Dr. Natalie Digate Muth, ACE's Healthcare Solutions Director, is not ready to write off the impact of caloric intake on obesity just yet. "While it is interesting that the paper found no association between caloric intake and BMI, it is well established that changes to dietary intake have played a substantial role in contributing to the obesity epidemic.
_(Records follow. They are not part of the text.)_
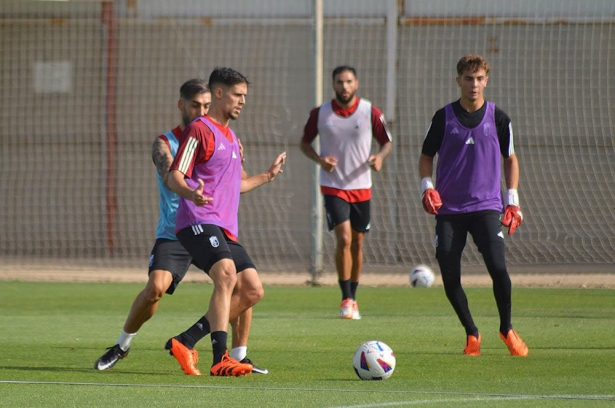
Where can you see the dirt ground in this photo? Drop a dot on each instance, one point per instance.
(568, 276)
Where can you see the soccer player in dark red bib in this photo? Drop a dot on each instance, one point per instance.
(346, 126)
(470, 137)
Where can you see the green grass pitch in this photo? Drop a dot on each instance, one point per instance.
(51, 334)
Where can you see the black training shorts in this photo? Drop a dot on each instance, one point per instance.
(170, 255)
(208, 244)
(339, 210)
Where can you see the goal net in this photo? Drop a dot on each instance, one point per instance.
(88, 85)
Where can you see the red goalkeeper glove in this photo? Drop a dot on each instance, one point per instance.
(431, 201)
(512, 218)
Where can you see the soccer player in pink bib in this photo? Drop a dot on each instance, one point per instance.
(207, 175)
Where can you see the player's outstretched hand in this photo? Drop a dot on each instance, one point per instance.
(197, 195)
(431, 201)
(375, 162)
(513, 217)
(276, 166)
(328, 163)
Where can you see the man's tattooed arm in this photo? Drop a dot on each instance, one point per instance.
(161, 154)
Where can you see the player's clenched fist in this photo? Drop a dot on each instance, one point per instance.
(431, 201)
(512, 218)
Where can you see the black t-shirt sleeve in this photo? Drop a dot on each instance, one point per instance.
(435, 134)
(505, 134)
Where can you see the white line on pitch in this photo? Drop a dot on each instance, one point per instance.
(414, 392)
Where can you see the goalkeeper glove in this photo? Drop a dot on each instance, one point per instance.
(512, 215)
(431, 201)
(512, 218)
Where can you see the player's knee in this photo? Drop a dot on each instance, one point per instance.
(153, 293)
(252, 292)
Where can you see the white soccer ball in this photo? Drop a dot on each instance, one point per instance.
(421, 276)
(374, 360)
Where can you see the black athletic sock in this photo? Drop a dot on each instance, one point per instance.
(345, 286)
(196, 332)
(218, 345)
(353, 289)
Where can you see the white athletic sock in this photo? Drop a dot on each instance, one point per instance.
(125, 339)
(239, 353)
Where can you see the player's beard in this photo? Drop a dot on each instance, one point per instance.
(342, 100)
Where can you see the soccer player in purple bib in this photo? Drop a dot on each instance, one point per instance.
(207, 175)
(470, 136)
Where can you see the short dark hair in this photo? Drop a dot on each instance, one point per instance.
(472, 63)
(227, 77)
(343, 68)
(193, 87)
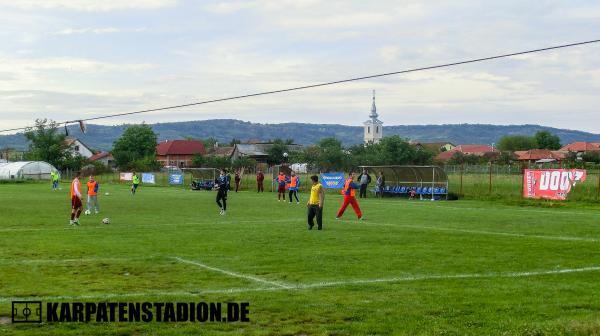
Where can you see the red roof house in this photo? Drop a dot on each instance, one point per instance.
(178, 153)
(582, 147)
(479, 150)
(533, 155)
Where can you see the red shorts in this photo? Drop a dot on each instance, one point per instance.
(76, 202)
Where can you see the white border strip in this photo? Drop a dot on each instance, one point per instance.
(133, 227)
(417, 227)
(234, 274)
(279, 287)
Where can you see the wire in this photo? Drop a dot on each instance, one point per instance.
(483, 59)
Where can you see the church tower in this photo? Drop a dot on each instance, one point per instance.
(373, 127)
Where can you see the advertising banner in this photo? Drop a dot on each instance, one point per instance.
(148, 178)
(332, 180)
(552, 184)
(176, 179)
(126, 176)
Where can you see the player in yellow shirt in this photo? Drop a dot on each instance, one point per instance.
(315, 203)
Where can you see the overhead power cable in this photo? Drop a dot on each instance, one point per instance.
(445, 65)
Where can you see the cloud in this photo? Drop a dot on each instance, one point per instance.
(106, 30)
(88, 5)
(67, 64)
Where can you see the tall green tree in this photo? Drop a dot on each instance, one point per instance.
(327, 155)
(47, 143)
(547, 140)
(276, 152)
(136, 148)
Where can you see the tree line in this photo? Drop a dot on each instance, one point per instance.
(135, 149)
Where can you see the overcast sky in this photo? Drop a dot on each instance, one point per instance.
(71, 59)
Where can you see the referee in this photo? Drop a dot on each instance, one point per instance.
(222, 184)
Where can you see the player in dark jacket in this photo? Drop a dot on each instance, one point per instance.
(222, 185)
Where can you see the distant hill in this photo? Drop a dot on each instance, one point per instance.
(102, 137)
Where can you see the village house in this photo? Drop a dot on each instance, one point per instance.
(179, 153)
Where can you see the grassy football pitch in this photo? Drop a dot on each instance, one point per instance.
(412, 267)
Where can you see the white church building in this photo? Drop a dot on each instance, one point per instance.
(373, 126)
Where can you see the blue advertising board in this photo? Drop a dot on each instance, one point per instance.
(176, 179)
(148, 178)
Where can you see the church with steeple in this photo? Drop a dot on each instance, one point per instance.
(373, 126)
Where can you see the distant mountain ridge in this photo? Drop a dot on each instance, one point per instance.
(101, 137)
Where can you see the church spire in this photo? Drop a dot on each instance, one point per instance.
(373, 114)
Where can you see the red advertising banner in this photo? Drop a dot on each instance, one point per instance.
(551, 183)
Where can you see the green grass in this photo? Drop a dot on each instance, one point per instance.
(412, 267)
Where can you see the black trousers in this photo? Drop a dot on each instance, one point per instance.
(222, 196)
(295, 193)
(363, 190)
(315, 211)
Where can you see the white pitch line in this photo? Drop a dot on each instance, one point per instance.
(566, 238)
(449, 277)
(234, 274)
(428, 204)
(133, 227)
(313, 285)
(75, 260)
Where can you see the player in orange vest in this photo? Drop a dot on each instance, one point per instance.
(76, 205)
(349, 198)
(93, 187)
(294, 185)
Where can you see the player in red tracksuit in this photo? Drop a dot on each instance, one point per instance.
(349, 198)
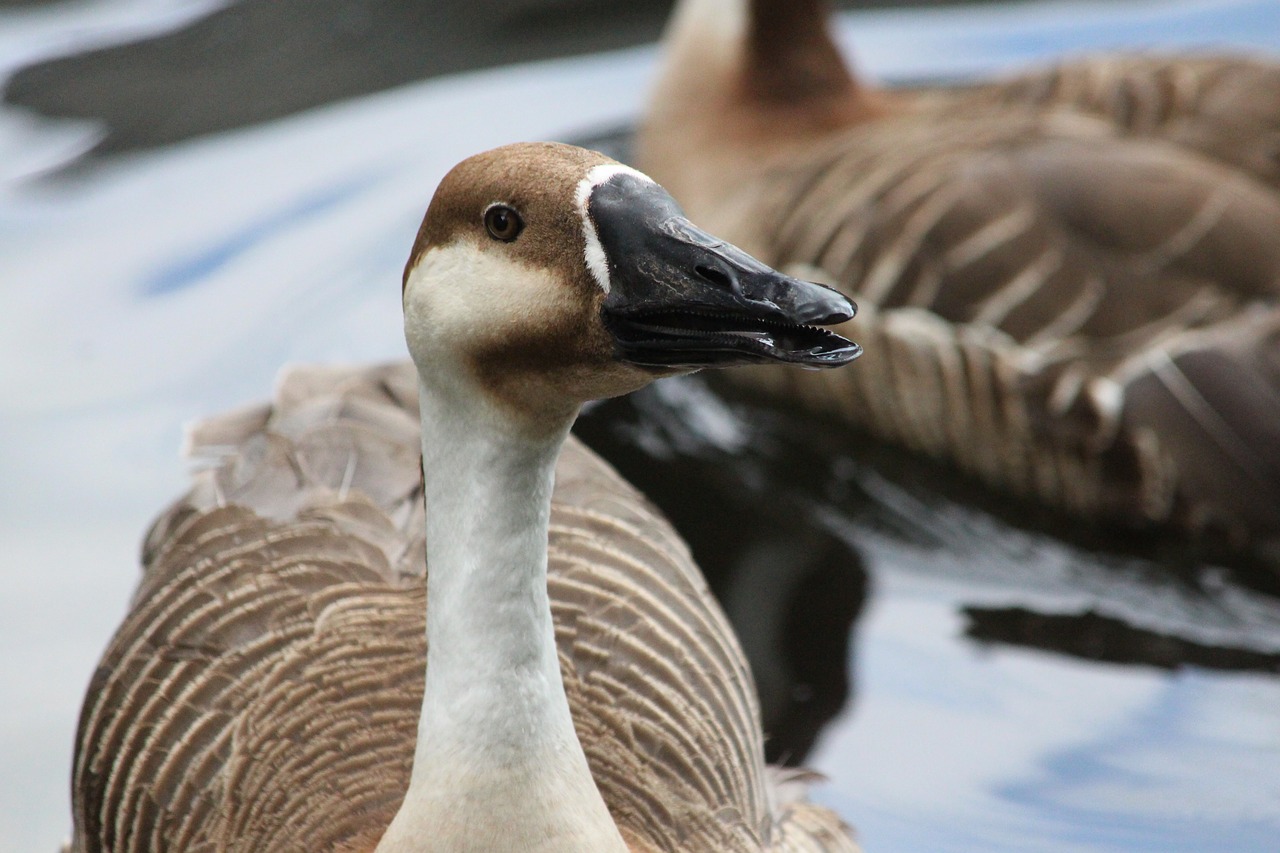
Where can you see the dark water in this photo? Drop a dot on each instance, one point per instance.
(970, 674)
(1073, 697)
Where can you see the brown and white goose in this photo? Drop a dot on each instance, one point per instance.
(583, 690)
(1069, 281)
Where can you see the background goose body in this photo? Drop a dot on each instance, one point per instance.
(1069, 279)
(266, 689)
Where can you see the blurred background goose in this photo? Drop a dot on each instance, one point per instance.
(1069, 278)
(583, 690)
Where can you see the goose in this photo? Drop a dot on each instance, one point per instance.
(292, 675)
(1068, 279)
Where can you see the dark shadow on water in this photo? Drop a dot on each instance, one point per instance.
(771, 502)
(255, 60)
(1093, 637)
(791, 588)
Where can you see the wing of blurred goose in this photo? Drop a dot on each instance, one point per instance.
(583, 690)
(1069, 279)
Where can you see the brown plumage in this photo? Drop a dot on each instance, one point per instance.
(266, 689)
(263, 694)
(1068, 279)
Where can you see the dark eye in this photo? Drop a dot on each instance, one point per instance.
(503, 223)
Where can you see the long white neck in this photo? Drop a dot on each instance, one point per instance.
(498, 765)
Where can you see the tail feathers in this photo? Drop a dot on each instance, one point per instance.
(1211, 400)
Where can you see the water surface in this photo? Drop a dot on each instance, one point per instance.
(967, 682)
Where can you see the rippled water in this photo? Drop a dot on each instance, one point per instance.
(967, 682)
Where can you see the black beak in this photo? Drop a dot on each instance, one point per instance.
(680, 297)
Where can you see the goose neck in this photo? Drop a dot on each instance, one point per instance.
(497, 763)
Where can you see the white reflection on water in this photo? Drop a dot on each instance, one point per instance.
(168, 284)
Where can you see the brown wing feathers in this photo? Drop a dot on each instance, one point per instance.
(264, 692)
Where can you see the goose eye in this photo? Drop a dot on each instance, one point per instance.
(503, 223)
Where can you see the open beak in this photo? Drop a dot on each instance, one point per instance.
(680, 297)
We must take these results to the contrary with a grain of salt,” urges Digate Muth. “The measures of nutritional intake were self-reported and the reliability of calorie count through such measures is questionable.”

What Do These Findings Mean For Fitness Professionals?

The United States suffers not only from an epidemic of obesity, but from an epidemic of physical inactivity as well. “This paper serves to highlight this alarming reality and issue a call to action to go beyond to pushing the recommendation for all Americans to get 150 minutes of physical activity per week, to creating systemic changes to support the routine integration of physical activity in every American’s life,” says Digate Muth. “If we do not, we cannot expect to make progress in the obesity epidemic or in improving the overall health of Americans.”

Fitness professionals are uniquely positioned to take a leading role in the shift from a largely sedentary population to one that moves more—even if not enough to meet guidelines. After all, with about half of the population reporting no leisure time physical activity, even the smallest improvements will add up. But in order to do this, the industry must reach beyond those people who already have active lives. Through partnerships with workplaces, physicians and healthcare systems, schools, insurers, and even city planners, fitness professionals can help develop strategies and programs to help make physical activity a routine, enjoyable part of people’s everyday lives, especially among those at highest risk of physical inactivity.

While there is no easy answer in America’s ongoing battle against obesity, identifying the link between the drop in physical activity and increased BMIs, as well as the groups particularly affected, can assist public health officials to develop targeted, effective interventions. In an accompanying commentary Pamela Powers Hannley, M.P.H., Managing Editor, The American Journal of Medicine, notes, “If we as a country truly want to take control of our health and our healthcare costs, [this study] should be our clarion call. From encouraging communities to provide safe places for physical activity to ensuring ample supply of healthy food to empowering Americans to take control of their health, we must launch a concerted comprehensive effort to control obesity.”

Sources

Hannley, P.P. (2014). Move more, eat less: It’s time for americans to get serious about exercise. The American Journal of Medicine.

Ladabaum, U. et al. (2014). Obesity, abdominal obesity, physical activity and caloric intake in U.S. adults: 1988 to 2010. The American Journal of Medicine.